Cuba has revealed that it plans to eliminate its dual currency system as it seeks to put in place a transparent and stable regulatory framework in order to attract foreign investment.
“Private and foreign companies can operate with their property rights secure,” stated Cuba’s Finance Minister Lina Pedraza Rodríguez at a meeting with global business leaders organized by the World Economic Forum.
The government is negotiating with its foreign creditors and moving to eliminate its dual currency system, Rodríguez added.
Cuban law now permits foreigners to fully own businesses and all of those businesses’ assets.

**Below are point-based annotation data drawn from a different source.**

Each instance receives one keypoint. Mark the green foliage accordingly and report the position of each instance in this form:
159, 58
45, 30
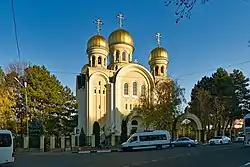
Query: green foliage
49, 101
220, 99
2, 76
161, 111
8, 118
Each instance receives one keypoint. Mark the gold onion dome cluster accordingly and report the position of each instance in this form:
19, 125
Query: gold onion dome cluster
85, 69
120, 36
158, 53
97, 41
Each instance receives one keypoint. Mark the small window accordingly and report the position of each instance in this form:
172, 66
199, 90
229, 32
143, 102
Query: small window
93, 61
123, 56
135, 88
125, 89
117, 55
143, 90
156, 70
5, 140
105, 61
99, 60
134, 122
162, 69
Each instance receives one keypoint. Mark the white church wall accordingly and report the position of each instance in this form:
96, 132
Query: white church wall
125, 103
97, 100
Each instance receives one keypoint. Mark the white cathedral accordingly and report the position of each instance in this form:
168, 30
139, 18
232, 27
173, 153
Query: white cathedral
107, 91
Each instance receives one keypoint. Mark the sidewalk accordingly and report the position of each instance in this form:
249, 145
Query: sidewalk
87, 150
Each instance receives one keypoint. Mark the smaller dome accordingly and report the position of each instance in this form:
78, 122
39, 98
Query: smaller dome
85, 69
158, 52
121, 36
97, 41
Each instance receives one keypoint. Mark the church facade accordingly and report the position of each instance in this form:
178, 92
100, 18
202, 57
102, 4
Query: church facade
110, 85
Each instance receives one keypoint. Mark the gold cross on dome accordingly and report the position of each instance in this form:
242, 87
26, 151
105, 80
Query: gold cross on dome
158, 38
120, 16
98, 23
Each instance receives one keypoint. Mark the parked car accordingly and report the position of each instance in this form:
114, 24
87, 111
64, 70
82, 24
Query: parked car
184, 142
219, 140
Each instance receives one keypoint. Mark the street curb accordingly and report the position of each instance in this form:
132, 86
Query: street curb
97, 151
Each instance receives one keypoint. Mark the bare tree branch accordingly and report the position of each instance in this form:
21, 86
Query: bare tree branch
17, 66
184, 7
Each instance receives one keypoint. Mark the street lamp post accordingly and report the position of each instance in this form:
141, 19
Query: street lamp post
26, 103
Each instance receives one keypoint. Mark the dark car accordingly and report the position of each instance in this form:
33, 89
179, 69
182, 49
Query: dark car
183, 142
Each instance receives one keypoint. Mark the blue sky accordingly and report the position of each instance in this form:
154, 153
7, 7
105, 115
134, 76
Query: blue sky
55, 33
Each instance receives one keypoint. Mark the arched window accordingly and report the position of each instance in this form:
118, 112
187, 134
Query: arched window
156, 70
123, 56
93, 61
117, 55
125, 89
162, 69
143, 90
135, 88
105, 61
134, 122
99, 60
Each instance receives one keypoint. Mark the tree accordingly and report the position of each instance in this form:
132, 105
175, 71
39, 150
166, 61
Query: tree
2, 76
50, 101
183, 7
220, 99
17, 66
7, 115
161, 107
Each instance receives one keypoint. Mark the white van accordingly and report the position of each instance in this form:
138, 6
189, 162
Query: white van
6, 147
157, 139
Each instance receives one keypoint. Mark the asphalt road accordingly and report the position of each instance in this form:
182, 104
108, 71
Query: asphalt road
233, 155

Although the government has retained much say in the country’s economic affairs, investors are free to sell property and repatriate profits.
Deborah Rivas, the General Director of Cuba’s Foreign Investment Bureau, told the business leaders at the forum that the government is doing everything it can to give “legal certainty to foreign investors.”
U.S. technology firms are waiting in the wings to invest in Cuba, but the communist country appears keen on drawing investment in agriculture, because the country currently spends heavily on food imports.
Even though all land belongs to the state, private investors can acquire 99-year leases and own everything built on and produced by the land.
So far Mexico has been the biggest investor in Cuba, having invested in about 50 projects on the island.
According to the Peterson Institute for International Economics, U.S. exports to Cuba are only worth a few million dollars per year, with imports at practically zero.
“The stock of direct investment from all foreign countries in Cuba might reach US$17 billion compared to $1 billion today,” stated the Institute in a recent note published on its site.